Sobre as dificuldades encontradas, ele reconheceu que a própria intervenção é um processo complexo.
“A intervenção não é um procedimento comum, isso gera desafios, mas estamos tomando providências, sob supervisão da Justiça, para corrigir falhas e evitar que problemas se repitam”, disse.
O vereador Jorge Oliveira enfatizou a importância do setor da construção civil para o crescimento da cidade.

“Feira de Santana é a cidade que mais cresce no interior do Brasil, e um dos motivos é esse segmento dos pequenos construtores, corretores e despachantes, que gera emprego e renda”, afirmou.
Ele cobrou celeridade por parte do poder público municipal, especialmente no pagamento de tributos que impactam diretamente a liberação de documentos.
“Precisamos que o poder público ajude dando celeridade aos trâmites e impostos para que esses empreendimentos possam ser levados à Caixa Econômica, vendidos e colocados no mercado”, destacou.
O vereador também fez críticas às constantes mudanças nos nomes de ruas, que, segundo ele, causam prejuízos aos empreendedores e aos cartórios.
“Mudar nome de rua gera despesas, causa transtornos, confunde registros e interrompe processos.
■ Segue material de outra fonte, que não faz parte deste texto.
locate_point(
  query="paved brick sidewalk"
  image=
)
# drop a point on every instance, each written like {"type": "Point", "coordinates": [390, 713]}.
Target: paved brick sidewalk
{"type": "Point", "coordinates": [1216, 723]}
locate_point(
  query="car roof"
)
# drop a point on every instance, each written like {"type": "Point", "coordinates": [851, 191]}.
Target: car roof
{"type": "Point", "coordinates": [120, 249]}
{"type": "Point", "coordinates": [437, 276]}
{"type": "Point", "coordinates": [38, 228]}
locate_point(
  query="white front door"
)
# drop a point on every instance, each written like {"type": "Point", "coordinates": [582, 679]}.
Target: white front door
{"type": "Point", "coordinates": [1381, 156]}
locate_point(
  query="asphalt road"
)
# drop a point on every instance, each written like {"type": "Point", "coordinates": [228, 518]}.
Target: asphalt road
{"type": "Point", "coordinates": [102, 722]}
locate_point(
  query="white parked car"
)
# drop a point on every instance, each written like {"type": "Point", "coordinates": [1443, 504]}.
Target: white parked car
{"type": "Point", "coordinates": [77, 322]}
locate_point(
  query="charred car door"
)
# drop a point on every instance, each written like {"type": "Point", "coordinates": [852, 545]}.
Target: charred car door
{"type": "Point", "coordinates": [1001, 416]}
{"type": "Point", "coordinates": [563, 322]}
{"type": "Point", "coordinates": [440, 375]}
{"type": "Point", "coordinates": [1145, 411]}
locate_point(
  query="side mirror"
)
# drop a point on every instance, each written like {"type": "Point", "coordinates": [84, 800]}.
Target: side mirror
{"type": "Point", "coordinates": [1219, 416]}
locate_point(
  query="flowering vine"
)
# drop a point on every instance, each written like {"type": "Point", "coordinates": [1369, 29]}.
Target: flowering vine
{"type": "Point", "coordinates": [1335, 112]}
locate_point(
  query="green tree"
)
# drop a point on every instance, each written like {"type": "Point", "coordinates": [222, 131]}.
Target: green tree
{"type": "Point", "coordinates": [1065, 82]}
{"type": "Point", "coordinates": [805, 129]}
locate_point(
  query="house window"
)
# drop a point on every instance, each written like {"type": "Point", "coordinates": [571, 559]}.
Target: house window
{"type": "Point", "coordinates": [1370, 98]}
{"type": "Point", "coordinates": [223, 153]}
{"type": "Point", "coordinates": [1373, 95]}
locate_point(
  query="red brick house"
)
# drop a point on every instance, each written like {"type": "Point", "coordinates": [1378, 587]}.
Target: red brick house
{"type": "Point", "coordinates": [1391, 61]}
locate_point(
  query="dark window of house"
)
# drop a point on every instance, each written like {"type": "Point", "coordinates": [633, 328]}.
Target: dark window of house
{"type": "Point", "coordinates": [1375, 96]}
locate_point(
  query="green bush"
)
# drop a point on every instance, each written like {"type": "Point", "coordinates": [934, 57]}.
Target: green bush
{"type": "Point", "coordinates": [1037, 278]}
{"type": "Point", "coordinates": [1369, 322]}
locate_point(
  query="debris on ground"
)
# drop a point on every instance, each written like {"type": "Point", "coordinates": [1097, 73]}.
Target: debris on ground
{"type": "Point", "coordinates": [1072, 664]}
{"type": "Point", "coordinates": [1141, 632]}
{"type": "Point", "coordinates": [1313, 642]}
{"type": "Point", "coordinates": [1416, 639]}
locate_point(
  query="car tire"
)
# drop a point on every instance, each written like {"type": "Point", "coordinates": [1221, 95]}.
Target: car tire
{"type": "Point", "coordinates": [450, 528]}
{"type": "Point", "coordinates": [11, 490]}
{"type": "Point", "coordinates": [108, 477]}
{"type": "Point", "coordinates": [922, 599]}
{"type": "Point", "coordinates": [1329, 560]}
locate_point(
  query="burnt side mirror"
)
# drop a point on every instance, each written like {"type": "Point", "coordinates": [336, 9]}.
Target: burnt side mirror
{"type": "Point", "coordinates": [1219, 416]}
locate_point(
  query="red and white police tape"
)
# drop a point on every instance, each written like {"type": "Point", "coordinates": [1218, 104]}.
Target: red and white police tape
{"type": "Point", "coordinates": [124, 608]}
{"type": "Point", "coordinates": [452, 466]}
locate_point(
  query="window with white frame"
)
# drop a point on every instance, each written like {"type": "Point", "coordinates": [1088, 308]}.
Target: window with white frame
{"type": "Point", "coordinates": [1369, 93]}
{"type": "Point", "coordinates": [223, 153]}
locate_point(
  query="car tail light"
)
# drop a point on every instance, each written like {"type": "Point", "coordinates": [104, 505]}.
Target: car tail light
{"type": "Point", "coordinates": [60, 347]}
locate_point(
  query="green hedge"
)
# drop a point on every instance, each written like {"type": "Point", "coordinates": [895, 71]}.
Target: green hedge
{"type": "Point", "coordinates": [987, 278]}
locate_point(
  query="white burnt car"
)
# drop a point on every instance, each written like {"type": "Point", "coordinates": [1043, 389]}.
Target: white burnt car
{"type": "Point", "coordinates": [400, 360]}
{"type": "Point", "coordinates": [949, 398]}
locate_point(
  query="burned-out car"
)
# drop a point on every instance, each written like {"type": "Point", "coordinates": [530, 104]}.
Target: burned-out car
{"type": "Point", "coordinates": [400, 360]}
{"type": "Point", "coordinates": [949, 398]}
Isso prejudica moradores, empresários e o próprio funcionamento dos cartórios”, alertou.
O secretário municipal de Habitação, Valdivan Conceição, explicou o funcionamento da Regularização Fundiária Urbana (Reurb).

“A Reurb é um processo definido pela Lei nº 13.465 de 2017 e está dividida em duas modalidades: a social, voltada à população de baixa renda, e a específica, que contempla imóveis comerciais ou de renda superior”, explicou.
Segundo ele, Feira de Santana possui muitos loteamentos irregulares, onde moradores não conseguem obter escritura por falta de registro anterior.
“A prefeitura atua especialmente na parte social, mas também em imóveis de caráter comercial. É um trabalho conjunto que envolve Secretaria de Habitação e cartórios”, disse.
Valdivan ressaltou que a intervenção nos cartórios tem contribuído significativamente.
“Hoje temos mais acesso e diálogo. Os interventores são entusiastas da Reurb, e isso é fundamental para que os processos avancem com mais rapidez”, afirmou.
O secretário também lembrou ações já realizadas no município.
“Já entregamos escrituras em áreas como Conceição, Lagoa Salgada e realizamos mutirões em bairros como Campo Limpo, Alto do Papagaio e Ayrton Senna. Outros processos estão em andamento e serão divulgados em breve”, concluiu.